Year 2: Dissertation research (90 credits).
Three Day Schools taking place on 4 October 2025, 17 January 2026, 11 April 2026.
Aims of the Programme
By the end of the course students should have demonstrated:
- A deep and systematic understanding of history of art and visual culture and their interrelationships with other disciplines;
- An understanding of current theoretical and methodological approaches and how they affect the way that knowledge is interpreted;
- Conceptual understanding in order to evaluate critically current research in the discipline and to critique methodologies, where appropriate proposing new hypotheses;
- The extension and development of their visual analytical, evaluative and critical capacities;
- Originality in the application of their knowledge, having developed the ability to form independent judgements based on their close visual analysis and object study, reading, research and writing;
- A comprehensive understanding of techniques, knowledge and analysis applicable to their own research or advanced scholarship (in this case the dissertation).

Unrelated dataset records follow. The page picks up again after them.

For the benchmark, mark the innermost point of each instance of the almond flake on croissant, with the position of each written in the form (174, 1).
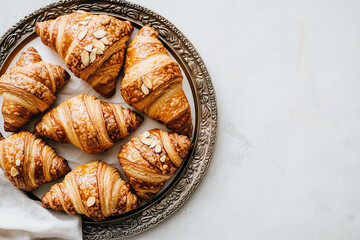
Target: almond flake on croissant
(152, 158)
(94, 189)
(153, 82)
(29, 89)
(89, 123)
(92, 46)
(28, 162)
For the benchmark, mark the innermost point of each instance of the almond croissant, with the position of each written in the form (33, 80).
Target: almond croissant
(94, 189)
(92, 46)
(153, 82)
(29, 89)
(152, 158)
(28, 162)
(89, 123)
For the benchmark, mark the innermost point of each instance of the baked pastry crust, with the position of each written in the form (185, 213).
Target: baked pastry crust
(89, 123)
(152, 158)
(94, 189)
(153, 82)
(28, 162)
(92, 46)
(29, 88)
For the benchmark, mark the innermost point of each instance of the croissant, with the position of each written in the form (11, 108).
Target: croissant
(153, 82)
(152, 158)
(94, 189)
(92, 46)
(89, 123)
(28, 162)
(29, 89)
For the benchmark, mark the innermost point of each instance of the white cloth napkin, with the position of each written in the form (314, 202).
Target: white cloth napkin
(22, 218)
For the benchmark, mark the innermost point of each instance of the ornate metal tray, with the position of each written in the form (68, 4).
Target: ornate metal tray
(194, 167)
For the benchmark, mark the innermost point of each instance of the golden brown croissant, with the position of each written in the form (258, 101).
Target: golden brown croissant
(94, 189)
(153, 82)
(92, 46)
(29, 88)
(152, 158)
(28, 162)
(89, 123)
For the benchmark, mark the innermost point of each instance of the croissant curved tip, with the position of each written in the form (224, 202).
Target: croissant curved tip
(148, 31)
(37, 28)
(45, 201)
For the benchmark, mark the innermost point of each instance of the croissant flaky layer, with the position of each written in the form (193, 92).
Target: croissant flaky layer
(92, 46)
(29, 88)
(89, 123)
(28, 162)
(94, 189)
(152, 158)
(153, 82)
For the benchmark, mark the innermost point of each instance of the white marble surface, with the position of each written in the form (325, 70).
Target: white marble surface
(287, 80)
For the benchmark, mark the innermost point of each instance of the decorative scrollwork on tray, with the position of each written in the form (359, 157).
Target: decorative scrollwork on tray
(193, 65)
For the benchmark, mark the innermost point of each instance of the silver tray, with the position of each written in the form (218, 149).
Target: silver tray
(194, 167)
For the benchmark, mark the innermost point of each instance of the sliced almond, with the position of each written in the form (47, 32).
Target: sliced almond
(88, 48)
(100, 33)
(163, 158)
(153, 144)
(85, 58)
(91, 201)
(146, 141)
(84, 23)
(144, 89)
(14, 172)
(105, 41)
(82, 34)
(93, 55)
(99, 45)
(158, 148)
(147, 82)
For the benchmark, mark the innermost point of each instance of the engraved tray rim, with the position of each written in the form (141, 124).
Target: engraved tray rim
(195, 166)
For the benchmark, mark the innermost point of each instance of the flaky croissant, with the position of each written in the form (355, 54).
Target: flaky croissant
(28, 162)
(29, 88)
(153, 82)
(152, 158)
(92, 46)
(89, 123)
(94, 189)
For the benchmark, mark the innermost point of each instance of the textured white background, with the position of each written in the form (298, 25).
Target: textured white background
(287, 80)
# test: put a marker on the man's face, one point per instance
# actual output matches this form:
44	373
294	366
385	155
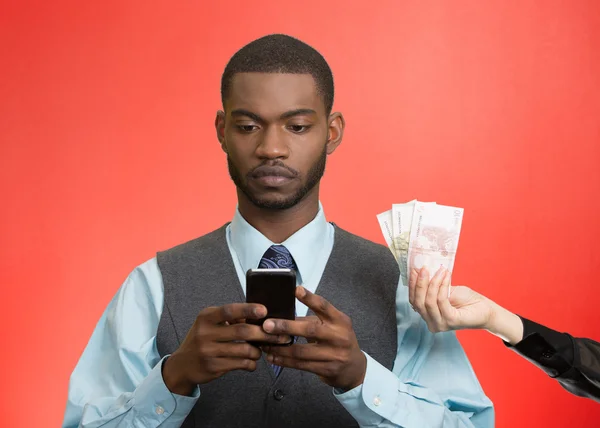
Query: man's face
277	135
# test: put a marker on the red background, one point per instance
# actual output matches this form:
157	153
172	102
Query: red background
108	154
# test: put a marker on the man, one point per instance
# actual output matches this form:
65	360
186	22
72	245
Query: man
171	348
573	362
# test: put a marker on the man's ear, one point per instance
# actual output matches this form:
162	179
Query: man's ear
220	128
335	132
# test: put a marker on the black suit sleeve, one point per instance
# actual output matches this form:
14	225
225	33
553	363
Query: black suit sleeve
572	361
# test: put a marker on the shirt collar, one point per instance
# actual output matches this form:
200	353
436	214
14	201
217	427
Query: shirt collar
250	245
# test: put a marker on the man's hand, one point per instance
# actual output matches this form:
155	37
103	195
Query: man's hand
217	344
464	309
332	352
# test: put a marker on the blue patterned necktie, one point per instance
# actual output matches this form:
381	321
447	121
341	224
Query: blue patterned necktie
277	257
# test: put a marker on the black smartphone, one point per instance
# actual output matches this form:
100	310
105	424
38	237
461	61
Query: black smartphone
274	288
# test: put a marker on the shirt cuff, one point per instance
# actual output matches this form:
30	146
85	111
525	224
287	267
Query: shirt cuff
361	401
155	403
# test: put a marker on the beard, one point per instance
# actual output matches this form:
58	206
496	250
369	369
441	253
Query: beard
314	175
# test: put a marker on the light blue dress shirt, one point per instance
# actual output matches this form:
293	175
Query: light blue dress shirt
118	382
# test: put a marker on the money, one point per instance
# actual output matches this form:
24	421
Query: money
402	215
422	234
385	223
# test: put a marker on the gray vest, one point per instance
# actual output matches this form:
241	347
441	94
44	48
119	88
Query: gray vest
360	279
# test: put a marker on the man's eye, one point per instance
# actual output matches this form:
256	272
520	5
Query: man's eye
298	129
247	128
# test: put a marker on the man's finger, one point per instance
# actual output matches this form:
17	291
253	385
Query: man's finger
235	311
310	328
320	368
309	352
247	333
431	299
412	284
320	306
446	308
421	290
224	365
236	350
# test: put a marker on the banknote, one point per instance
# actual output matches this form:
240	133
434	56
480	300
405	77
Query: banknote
385	223
434	235
402	215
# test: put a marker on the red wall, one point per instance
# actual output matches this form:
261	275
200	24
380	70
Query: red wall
108	154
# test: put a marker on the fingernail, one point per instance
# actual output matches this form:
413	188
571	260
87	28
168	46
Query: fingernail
268	325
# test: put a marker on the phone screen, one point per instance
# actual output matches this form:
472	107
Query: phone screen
274	288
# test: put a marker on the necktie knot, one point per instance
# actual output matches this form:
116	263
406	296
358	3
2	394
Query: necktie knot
277	257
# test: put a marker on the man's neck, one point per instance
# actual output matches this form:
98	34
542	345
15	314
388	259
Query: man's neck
279	225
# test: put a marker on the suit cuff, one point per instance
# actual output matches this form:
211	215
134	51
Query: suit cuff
546	348
155	403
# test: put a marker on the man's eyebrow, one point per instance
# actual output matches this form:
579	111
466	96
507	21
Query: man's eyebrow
286	115
242	112
297	112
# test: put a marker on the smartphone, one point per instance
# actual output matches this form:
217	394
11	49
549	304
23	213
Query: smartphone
274	288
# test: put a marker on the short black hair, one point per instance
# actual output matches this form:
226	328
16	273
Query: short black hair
280	53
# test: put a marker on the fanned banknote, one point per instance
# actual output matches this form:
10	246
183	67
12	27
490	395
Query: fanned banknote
385	223
434	237
402	215
422	234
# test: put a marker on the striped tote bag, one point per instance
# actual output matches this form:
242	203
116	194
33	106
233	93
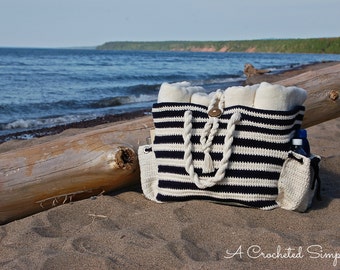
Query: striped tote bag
231	155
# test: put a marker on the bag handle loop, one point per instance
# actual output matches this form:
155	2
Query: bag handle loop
211	128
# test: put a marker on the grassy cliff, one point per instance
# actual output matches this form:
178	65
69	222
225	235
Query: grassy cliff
312	45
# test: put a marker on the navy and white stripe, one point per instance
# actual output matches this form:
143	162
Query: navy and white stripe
261	143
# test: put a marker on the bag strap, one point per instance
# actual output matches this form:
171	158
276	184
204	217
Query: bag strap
209	132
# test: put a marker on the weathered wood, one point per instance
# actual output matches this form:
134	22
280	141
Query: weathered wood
323	87
37	178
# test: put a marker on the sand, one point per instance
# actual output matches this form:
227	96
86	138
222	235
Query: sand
124	230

Skills and other attributes
By the end of the course, the students should have acquired or consolidated:
- The academic, technical and ancillary skills necessary to participate in critical debates within the field of history of art and visual culture, dealing with complex issues both systematically and creatively and making sound judgments in the absence of complete data;
- Self-direction and originality in tackling and solving problems, and the ability to act autonomously in planning and implementing tasks at a professional or equivalent level;
- Transferable skills, including the ability to take responsibility for their own learning, decision-making in unpredictable situations, making oral and written presentations to both specialist and non-specialist audiences, planning and producing written assignments, working independently, and, where they have chosen to do so, using different types of technology;
- The ability to formulate a research topic, create a research design, and communicate their ideas and research conclusions in a substantial piece of postgraduate level research.
Student Support:
All students are members of a College and the Institute of Continuing Education. As a member of the University of Cambridge students have access to the face-to-face and online academic and pastoral support functions of the Collegiate University. Students have access to additional learning support via the Institute of Continuing Education, along with comprehensive details of the programme, contact details and academic and general advice. The course VLE holds generic and subject specific learning resources.